I remember the days when the idea of two weeks’ paternity leave was a novelty – so the notion of being able to take up to a whole year off work seems pretty revolutionary. And it got me wondering: what would I want to do, given the choice? Part of me says I’d jump at the chance of having 50 weeks’ paternity leave. After all, I absolutely love spending time with my kids, and it’s a constant challenge to protect that time. Only today, I felt like the worst dad in the world when, unexpectedly, I had to go into work on my week’s holiday. ”But why Daddy not take me playgroup? Daddy said he would…” are very hard words to hear from your toddler. I really felt like I was letting her down, putting an admittedly very important work meeting above spending time with my excited daughter. More time at home with the kids is the dream of a great many dads – and an awful lot of mums, too – so why wouldn’t I want to have as much time off as possible with them when they’re little?
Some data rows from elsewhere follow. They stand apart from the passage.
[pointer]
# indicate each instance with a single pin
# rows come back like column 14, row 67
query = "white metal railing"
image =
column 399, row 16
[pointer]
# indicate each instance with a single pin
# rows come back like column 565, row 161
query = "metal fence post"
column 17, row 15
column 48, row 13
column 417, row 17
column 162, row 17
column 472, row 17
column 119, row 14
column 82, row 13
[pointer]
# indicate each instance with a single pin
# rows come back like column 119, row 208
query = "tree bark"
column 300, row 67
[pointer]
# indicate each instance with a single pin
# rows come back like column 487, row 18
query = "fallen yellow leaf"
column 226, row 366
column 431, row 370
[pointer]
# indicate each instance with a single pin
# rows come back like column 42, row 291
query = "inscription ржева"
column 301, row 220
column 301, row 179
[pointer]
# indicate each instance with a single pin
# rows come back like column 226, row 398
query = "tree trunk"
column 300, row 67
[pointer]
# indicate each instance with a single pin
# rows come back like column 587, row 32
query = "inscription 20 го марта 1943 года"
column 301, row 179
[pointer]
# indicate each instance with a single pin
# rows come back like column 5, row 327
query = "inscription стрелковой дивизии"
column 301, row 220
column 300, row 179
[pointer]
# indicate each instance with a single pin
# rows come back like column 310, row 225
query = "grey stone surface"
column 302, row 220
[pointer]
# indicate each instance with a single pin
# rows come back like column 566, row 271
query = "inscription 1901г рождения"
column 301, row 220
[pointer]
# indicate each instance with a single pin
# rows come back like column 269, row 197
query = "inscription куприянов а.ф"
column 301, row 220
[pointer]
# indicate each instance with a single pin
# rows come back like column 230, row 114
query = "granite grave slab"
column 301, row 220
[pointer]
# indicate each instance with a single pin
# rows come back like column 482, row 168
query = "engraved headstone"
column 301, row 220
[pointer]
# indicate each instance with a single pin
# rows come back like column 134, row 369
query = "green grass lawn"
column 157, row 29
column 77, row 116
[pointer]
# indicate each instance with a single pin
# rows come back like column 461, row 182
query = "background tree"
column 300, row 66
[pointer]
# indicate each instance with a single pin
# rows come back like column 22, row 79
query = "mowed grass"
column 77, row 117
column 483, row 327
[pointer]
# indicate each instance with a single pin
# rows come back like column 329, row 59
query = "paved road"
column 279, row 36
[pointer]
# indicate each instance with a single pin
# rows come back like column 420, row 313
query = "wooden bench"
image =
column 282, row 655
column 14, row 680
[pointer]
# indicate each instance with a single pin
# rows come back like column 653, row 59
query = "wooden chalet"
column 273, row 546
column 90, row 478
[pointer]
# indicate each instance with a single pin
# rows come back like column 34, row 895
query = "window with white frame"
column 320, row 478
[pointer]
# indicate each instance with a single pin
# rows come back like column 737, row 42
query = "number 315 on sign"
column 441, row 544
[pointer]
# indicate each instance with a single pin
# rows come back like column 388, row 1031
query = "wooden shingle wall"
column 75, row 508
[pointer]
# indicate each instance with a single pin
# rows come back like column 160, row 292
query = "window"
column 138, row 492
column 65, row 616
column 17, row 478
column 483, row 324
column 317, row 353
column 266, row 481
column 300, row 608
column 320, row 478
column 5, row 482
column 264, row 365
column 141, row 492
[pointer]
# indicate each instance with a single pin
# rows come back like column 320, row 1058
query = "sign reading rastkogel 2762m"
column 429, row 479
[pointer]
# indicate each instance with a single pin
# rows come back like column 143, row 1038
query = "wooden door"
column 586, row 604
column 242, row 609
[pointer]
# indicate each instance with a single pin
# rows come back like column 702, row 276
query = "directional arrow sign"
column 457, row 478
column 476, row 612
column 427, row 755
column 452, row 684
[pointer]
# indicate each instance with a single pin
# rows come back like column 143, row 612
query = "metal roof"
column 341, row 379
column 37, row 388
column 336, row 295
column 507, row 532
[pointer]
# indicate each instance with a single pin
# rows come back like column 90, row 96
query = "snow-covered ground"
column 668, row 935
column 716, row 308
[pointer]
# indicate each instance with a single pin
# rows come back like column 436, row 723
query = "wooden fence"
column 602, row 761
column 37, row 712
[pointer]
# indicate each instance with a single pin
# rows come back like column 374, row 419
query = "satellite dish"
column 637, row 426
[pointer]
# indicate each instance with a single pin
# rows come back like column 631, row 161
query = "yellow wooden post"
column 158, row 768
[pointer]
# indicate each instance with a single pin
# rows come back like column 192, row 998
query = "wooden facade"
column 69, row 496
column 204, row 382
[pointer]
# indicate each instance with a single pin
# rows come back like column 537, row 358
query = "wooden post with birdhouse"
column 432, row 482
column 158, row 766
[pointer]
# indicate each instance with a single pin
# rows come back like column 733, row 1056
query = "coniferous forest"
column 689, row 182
At the same time, though, the thought of being a trailblazer for shared parental leave brings me out in a cold sweat. I love what I do for a living; if I took a year out, wouldn’t I get left behind? And anyway, so I tell myself, although the world of work is comfortable with the idea of maternity leave, what would people think if I said I was taking most of the year off to spend at home with my children? For me, all this is far from being only hypothetical: our third child is due in January. Although, on the basis of how long these things usually take to become law, our youngest will probably be about 15 before this actually hits the statute books.
Anyway, if you’re a dad, what would be your ideal scenario? And if you’re a mum, do you like the thought of shared parental leave, or would you really rather us dads didn’t muscle in on your well-deserved year off?
Despite wondering how it might work in our house, I do think it’s a brilliant idea. Why should every mum be made to feel they have to stay at home – and every dad be pressurised into feeling grateful for the blink-and-you-miss-it fortnight of paternity leave? I guess the challenge in all this will be for the employers: will they run with it, encouraging the dads on their teams to truly share their parental leave? Or will it be a case of “well, go on then, if you must, but I’d really rather you didn’t”?